I subsequently earned my doctorate in clinical psychology and completed two post-doctoral fellowships in pediatric medical psychology and pediatric neuropsychology. I started a successful pediatric neuropsychology practice and then earned a post-doctoral master’s degree in psychopharmacology. I have lectured and consulted internationally, written articles in peer-reviewed journals, and co-written three books. I served at the governor’s pleasure on the Arizona Board of Professional Examiners and am a past president of the American Board of Pediatric Neuropsychology. Not bad for a dumb kid.

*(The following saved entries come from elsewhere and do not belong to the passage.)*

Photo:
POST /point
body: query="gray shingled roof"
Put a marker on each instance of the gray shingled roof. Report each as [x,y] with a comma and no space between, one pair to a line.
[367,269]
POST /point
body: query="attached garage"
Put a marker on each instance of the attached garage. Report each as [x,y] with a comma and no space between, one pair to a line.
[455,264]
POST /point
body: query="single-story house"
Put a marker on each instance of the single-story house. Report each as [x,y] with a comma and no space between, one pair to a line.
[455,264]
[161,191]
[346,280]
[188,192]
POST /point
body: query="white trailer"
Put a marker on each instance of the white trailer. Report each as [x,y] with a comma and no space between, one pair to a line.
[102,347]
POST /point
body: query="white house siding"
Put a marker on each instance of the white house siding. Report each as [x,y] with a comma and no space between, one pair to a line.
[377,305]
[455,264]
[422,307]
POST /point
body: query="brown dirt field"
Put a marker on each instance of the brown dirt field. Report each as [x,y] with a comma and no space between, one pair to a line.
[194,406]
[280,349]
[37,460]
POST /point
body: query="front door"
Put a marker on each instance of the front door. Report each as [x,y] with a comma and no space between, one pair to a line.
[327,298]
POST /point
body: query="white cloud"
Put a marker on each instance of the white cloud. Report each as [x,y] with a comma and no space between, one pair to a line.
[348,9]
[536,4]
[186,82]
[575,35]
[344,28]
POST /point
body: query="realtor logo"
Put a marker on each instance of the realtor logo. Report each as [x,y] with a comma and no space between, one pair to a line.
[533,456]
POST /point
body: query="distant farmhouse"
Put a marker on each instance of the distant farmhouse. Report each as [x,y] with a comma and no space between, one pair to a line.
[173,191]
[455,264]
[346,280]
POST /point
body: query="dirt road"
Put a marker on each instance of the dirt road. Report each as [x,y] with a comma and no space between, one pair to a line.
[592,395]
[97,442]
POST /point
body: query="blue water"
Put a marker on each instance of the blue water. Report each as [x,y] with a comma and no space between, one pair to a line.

My work with gifted children and adults did not start as a crusade to heal the unidentified gifted child in me, but the work is meaningful to me for many reasons. Too often, gifted children, like me, go unidentified. The unusual behaviors that are normal for gifted children are often misattributed as willfully poor behavior or having one diagnosis or another. These children question why they are the way they are and why they may feel so different from others. The convergence of peer and adult opinions about the child and their own incorrect assumptions they may draw about themselves causes many of these children to believe and act on a false conclusion that destroys self-esteem and prevents them from reaching the peak of their abilities. Again, children will work and perform within the prescribed boundary space provided them. This means they may take on a way of being that is incongruent to the true nature of who they were meant to be. That’s dangerous.
There are several things I want a gifted child and their parents to understand. These children were born on the intellectual third base and did not hit a triple. They happen to be smart, and that means the key words to assist them are humility and responsibility. Identifying a smart child as gifted first and everything else second is a sure way to cause identity and motivation problems. A gifted child must first have awareness of their intellect and what that means before they can develop insight into their intelligence. To facilitate this idea, I explain intelligence to each child after their assessment. I do not give children their IQ score, but tell them they are bright and how this may be a source of feeling different than others. I tell them that being gifted makes an individual no more special than the next person; it is just another part of what makes you “you”! It is more important to show one’s intelligence through accomplishments, as opposed to bragging about intellect. No one likes a bragging gifted kid. It is important for a child to understand who they are first and how intelligence factors in second.
Gail Post, Ph.D. says
What an amazing journey! Thank you for sharing this.
J Mark Bade says
My compliments for putting all of this “out there.”
You have been a hero of mine for 30some years. Missing conversations with dear James and visiting his dog in the car, at conferences.
Sandhya Ravishankar says
Reading this helps me understand myself and a lot about how I could help my child.
Thanks for sharing your wonderful thoughts and life story. It is truly inspiring.